When I first start the pickup the steering wheel will turn easily (i.e. normal). After about one minute it becomes extremely stiff unless I am moving. So far I have done the following:

Changed the power steering pump. It was definitely bad.
Bled the system (i think). I turned the wheels back and forth about 10 times.
The belt is good and it is tight enough
The fluid levels in the reservoir are good.

Any suggestions would be very helpful 

Thank you

Woodturner


----------



## smj999smj (Jan 1, 2006)

Year of Frontier?


----------



## woodturner (Jun 28, 2012)

Sorry about that. It is a 2002


----------



## SPEEDO (Jun 9, 2003)

any of the hose's leaking? how about the rack? any noises?


----------



## woodturner (Jun 28, 2012)

SPEEDO said:


> any of the hose's leaking? how about the rack? any noises?

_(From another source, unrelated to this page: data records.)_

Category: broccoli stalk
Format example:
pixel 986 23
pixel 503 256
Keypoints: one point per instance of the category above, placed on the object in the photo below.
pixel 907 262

I don't think I have any leaking hoses. The fluid level in the reservoir is not going down. I don't hear any noises from the rack. I plan on checking all of those things again when I get off work today.


----------



## Colt (Jul 26, 2013)

Would like to know the issue. I have a similar issue on my 2001

Bob


----------



## kevinwscott (Dec 2, 2009)

Out of desperation I took the power steering pump back to Advance Auto Parts and told them it was not working right. They replaced it at no cost. The new one works great.


----------